Delmar EMS Chief Operating Officer Steve Kroll said the agency is ready to begin working with Bethlehem EMS on answering calls as a single unit as of Jan. 1. The major challenge will be operationally integrating how the two agencies work, which he feels will take time.

“I think it is important to know that we have been talking together for years about ways to do things better together and this is a natural evolution of that process,” he said. “We think the emphasis the town is placing on (merging) right now is good and no one should view the EMS personnel as obstructing this process.”

Kroll said the town and taxpayers have been reaping the benefits of hundreds of thousands of dollars worth of volunteer time. He said many volunteers have day jobs and families, so it can’t be expected for the consolidation to happen overnight.
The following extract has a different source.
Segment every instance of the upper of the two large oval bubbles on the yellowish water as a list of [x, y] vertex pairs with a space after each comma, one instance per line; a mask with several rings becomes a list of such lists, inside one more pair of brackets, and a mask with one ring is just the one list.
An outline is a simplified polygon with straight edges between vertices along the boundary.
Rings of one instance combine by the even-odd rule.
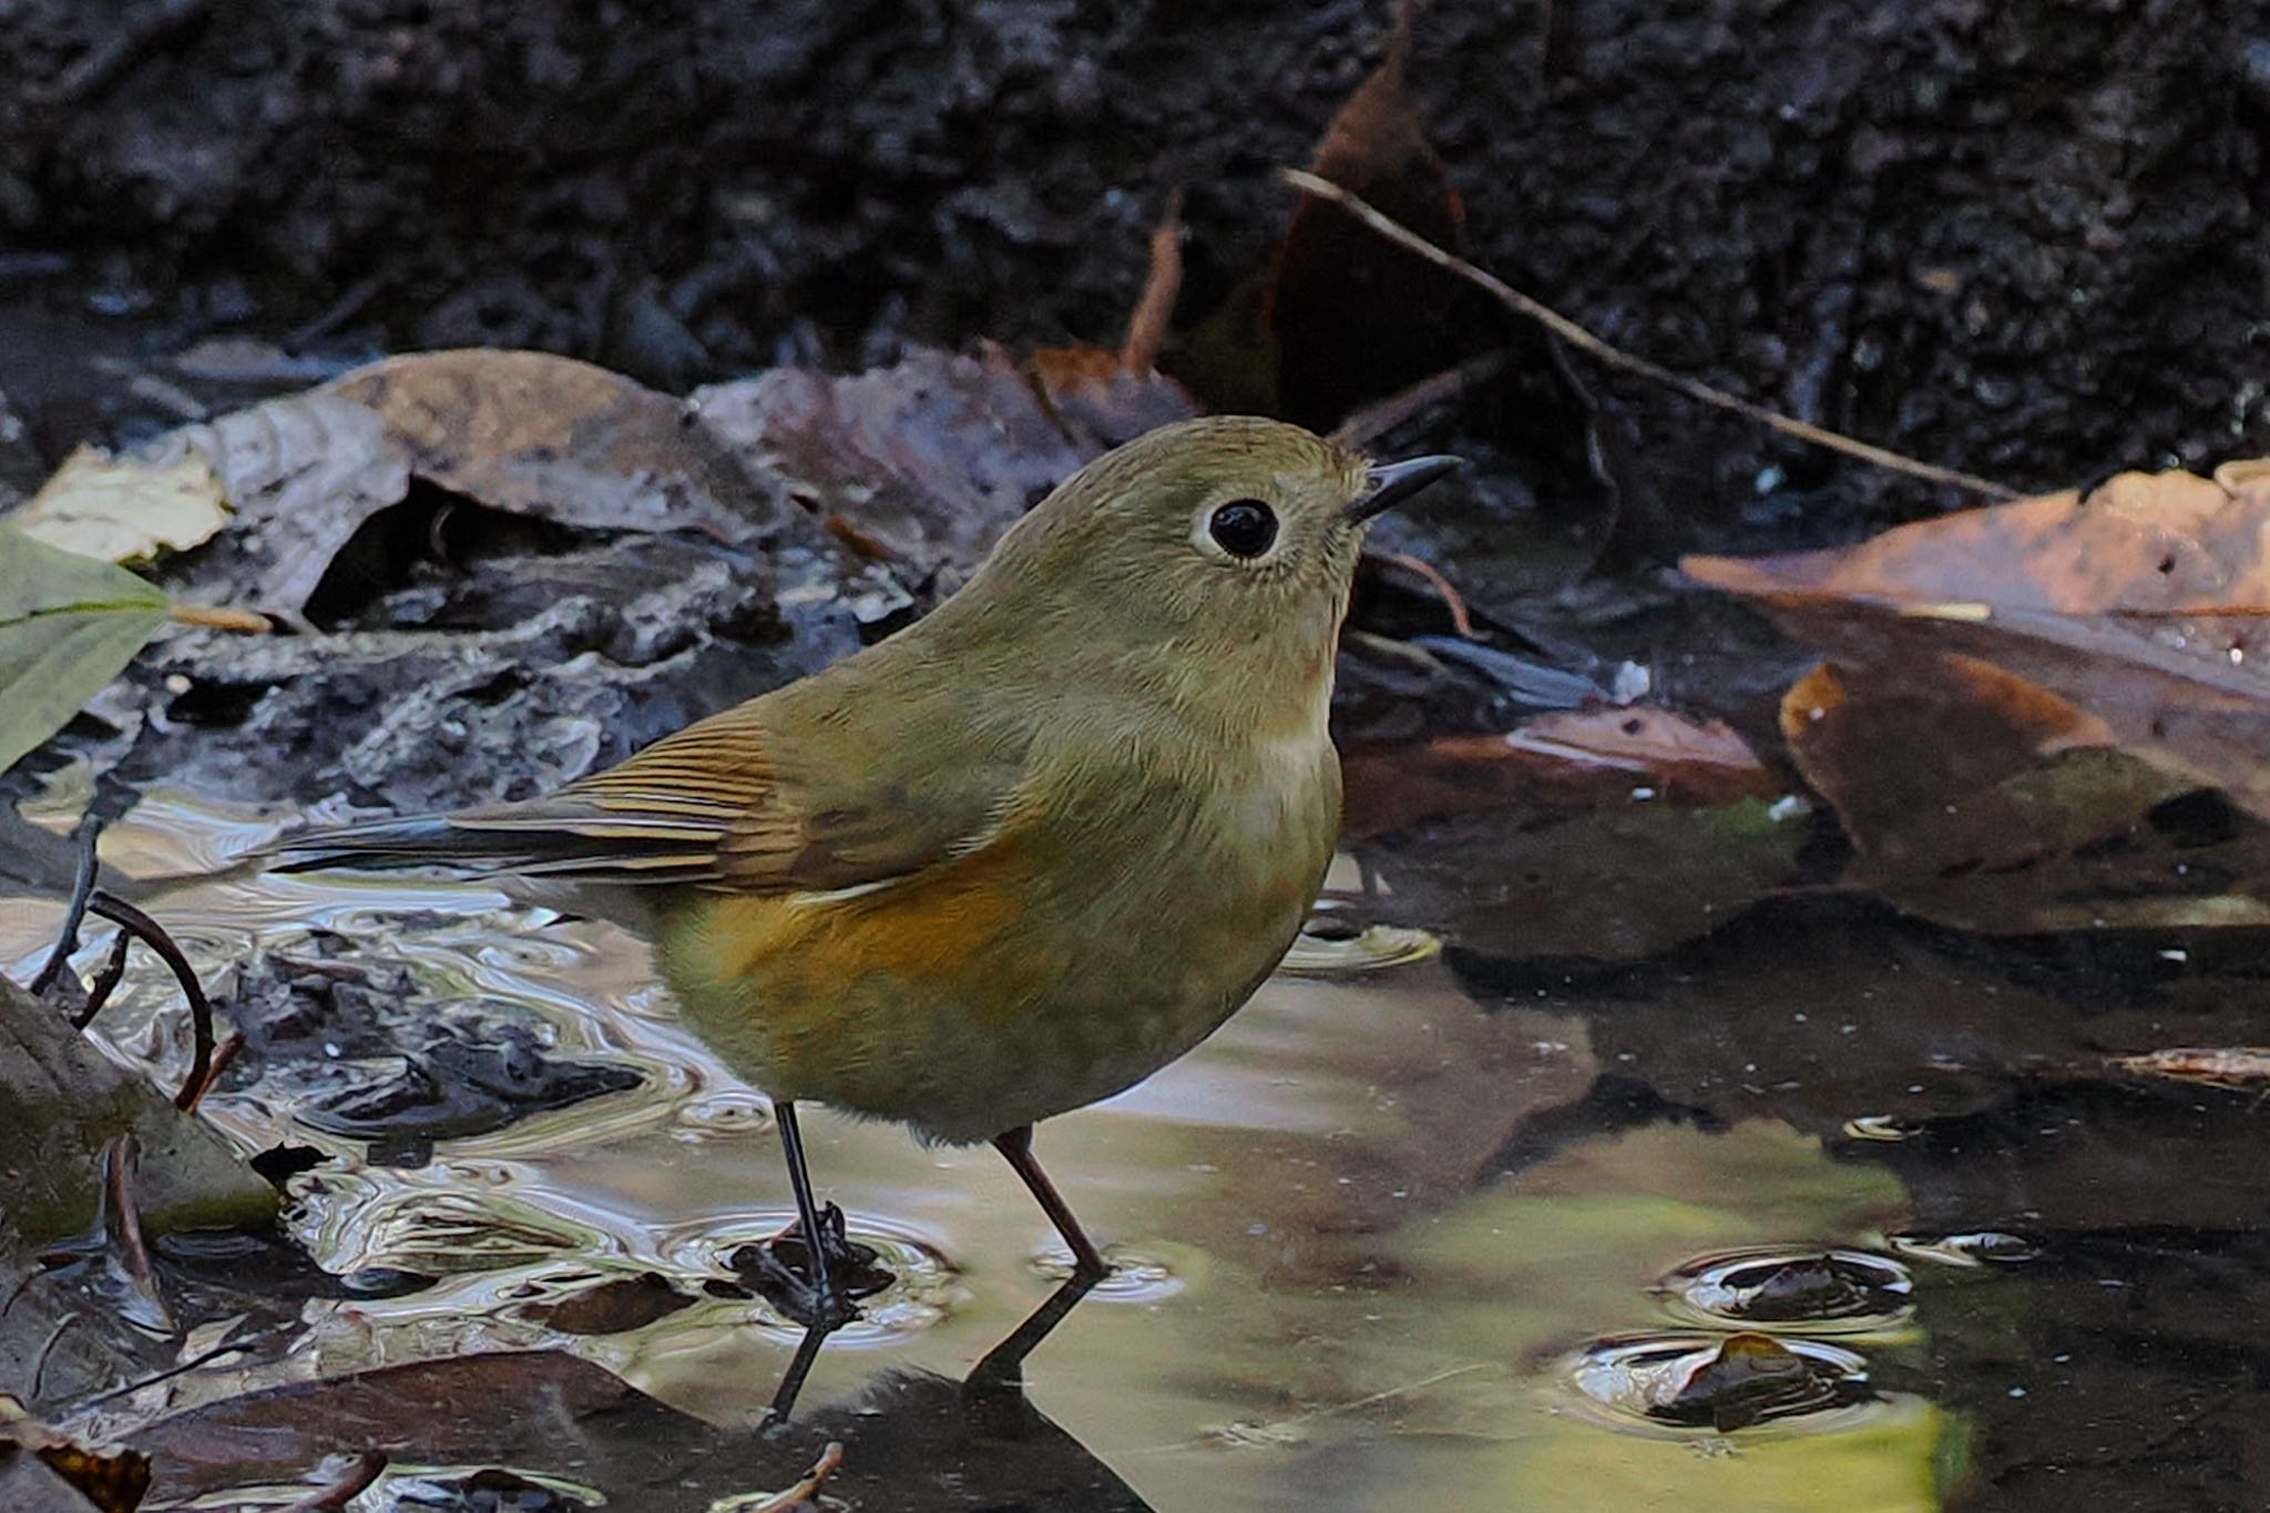
[[1916, 1311], [1907, 1268], [1866, 1250], [1721, 1252], [1671, 1270], [1655, 1291], [1693, 1322], [1768, 1334], [1873, 1334]]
Daily and Hannigan said they know it is unrealistic to expect a full merger of the two agencies within three months.

“The one thing I want to make sure comes across crystal clear is in no way, shape or form, is there any intention of this report denigrating the time, effort and passion of the volunteers who have been serving our community,” said Daily.

The Board of Ambulance Commissioners recommended the town apply for a temporary, two-year Certificate of Need so the two agencies could start providing services to the whole town.

Uniform training and equipment would begin to take place after a plan is formed. That would take time, as would negotiating a new contract for merged coverage.

“We want to share the best of what we do with our colleagues and they will bring their knowledge to us so we can learn as a whole,” said Kroll. “This is going to lead us to have one of the best EMS agencies a town of our size can have.”